Son témoignage est sans concession et hautement édifiant. «Cela fait 2 ans que j’arpente avec mon petit chariot à ordures la rue Hassiba et je n’arrive toujours pas à comprendre : je commence à nettoyer le caniveau de la rue, je balaie et je ramasse tous les détritus qui s’y trouvent.J’arrive au bout du trottoir avec une colline d’ordures que je mets dans le chariot. Quand je me retourne, je vois qu’il y a des dizaines de détritus qui ont été jetés après mon passage… je n’y comprends rien…».
Autrement dit, l’éboueur a beau être consciencieux et nettoyer convenablement la rue qui lui est dévolue, il n’a pas encore quitté les lieux que ces derniers sont de nouveau submergés par les détritus et, donc, doivent être nettoyés de nouveau. Une mission impossible, à moins de mettre un éboueur tous les 100 mètres, ce qui est irréalisable.
Aïssa continue son témoignage : «De plus, j’ai remarqué que ce ne sont pas les enfants qui jettent le plus de choses par terre, mais les adultes, y compris les vieux : personne ne semble faire attention à ça et jeter son gobelet, sa cigarette ou les papiers sales par terre semble normal. Dans ces conditions, nous les éboueurs n’y pouvons rien : nous n’arriverons jamais à suivre le rythme de la pollution que font subir les gens à Alger, surtout pas avec nos moyens et nos faibles effectifs…».

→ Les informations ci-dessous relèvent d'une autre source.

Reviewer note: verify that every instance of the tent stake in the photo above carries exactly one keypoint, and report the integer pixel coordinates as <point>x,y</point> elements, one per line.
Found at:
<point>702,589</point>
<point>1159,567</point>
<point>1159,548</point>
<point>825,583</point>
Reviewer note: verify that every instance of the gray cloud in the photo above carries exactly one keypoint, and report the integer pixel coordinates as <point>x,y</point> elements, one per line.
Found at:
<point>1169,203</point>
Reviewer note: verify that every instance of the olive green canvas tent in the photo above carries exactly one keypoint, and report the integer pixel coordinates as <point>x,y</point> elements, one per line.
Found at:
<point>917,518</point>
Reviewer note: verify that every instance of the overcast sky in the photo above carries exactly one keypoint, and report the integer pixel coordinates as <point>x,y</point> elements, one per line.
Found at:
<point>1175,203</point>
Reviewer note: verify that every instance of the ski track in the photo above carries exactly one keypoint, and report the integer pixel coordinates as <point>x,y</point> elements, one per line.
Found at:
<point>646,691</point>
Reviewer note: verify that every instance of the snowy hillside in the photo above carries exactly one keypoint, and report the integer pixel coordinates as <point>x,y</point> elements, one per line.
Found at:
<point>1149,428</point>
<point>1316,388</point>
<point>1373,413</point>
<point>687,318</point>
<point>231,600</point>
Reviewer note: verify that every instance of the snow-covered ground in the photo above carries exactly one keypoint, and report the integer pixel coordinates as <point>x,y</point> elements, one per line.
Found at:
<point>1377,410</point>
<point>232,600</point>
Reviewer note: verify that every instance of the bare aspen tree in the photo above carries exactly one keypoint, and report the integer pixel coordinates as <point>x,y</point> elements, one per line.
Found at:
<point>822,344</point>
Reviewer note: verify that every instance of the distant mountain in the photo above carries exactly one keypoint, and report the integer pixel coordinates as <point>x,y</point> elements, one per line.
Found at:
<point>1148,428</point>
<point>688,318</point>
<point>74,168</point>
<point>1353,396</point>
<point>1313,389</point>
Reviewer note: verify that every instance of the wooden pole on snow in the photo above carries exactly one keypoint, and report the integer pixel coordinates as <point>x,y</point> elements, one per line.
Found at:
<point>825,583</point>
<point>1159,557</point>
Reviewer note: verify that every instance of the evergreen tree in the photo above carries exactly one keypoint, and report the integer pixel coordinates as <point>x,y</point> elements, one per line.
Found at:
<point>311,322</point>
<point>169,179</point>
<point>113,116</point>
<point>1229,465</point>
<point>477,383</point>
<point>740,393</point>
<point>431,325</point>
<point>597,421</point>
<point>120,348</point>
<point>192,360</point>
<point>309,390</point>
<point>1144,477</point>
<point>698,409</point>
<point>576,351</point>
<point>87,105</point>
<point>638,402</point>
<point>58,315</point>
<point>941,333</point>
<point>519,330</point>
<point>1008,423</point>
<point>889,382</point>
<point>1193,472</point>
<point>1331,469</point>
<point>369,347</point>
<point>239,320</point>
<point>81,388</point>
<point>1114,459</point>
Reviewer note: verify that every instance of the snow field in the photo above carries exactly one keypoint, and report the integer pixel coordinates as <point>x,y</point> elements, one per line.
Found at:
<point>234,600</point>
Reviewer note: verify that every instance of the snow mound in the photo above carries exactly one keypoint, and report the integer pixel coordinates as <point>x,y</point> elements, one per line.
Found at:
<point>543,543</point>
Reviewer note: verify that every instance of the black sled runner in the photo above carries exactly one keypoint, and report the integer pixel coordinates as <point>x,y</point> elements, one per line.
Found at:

Ainsi, la capitale de l’Algérie moderne n’en finit pas de manger son pain noir, confrontée à un terrible dilemme : concilier son statut de capitale et de ville ancestrale avec les contingences que lui ont fait subir les événements qu’elle a vécus depuis l’Indépendance. Des contingences qui lui ont occasionné maintes blessures et d’innombrables dégradations et qui continuent de la ronger à petit feu, en l’absence d’une véritable thérapie de choc qui viendrait la soulager et lui redonner un visage plus conforme avec son histoire et son prestige.
Pour ce faire, il est évident que ce ne sont pas les rafistolages et les réfections de façades qui constitueront la solution idoine, mais bel et bien une concertation de fond entre les architectes, urbanistes, sociologues et autres spécialistes de l’aménagement du territoire, afin d’aboutir à une reconfiguration totale d’Alger qui sera redessinée selon de nouveaux critères et pour offrir de nouvelles fonctionnalités. L’objectif étant d’en finir avec les stigmates d’une gestion qui a ravalé Alger au peu glorieux rang de soukistan insalubre et invivable.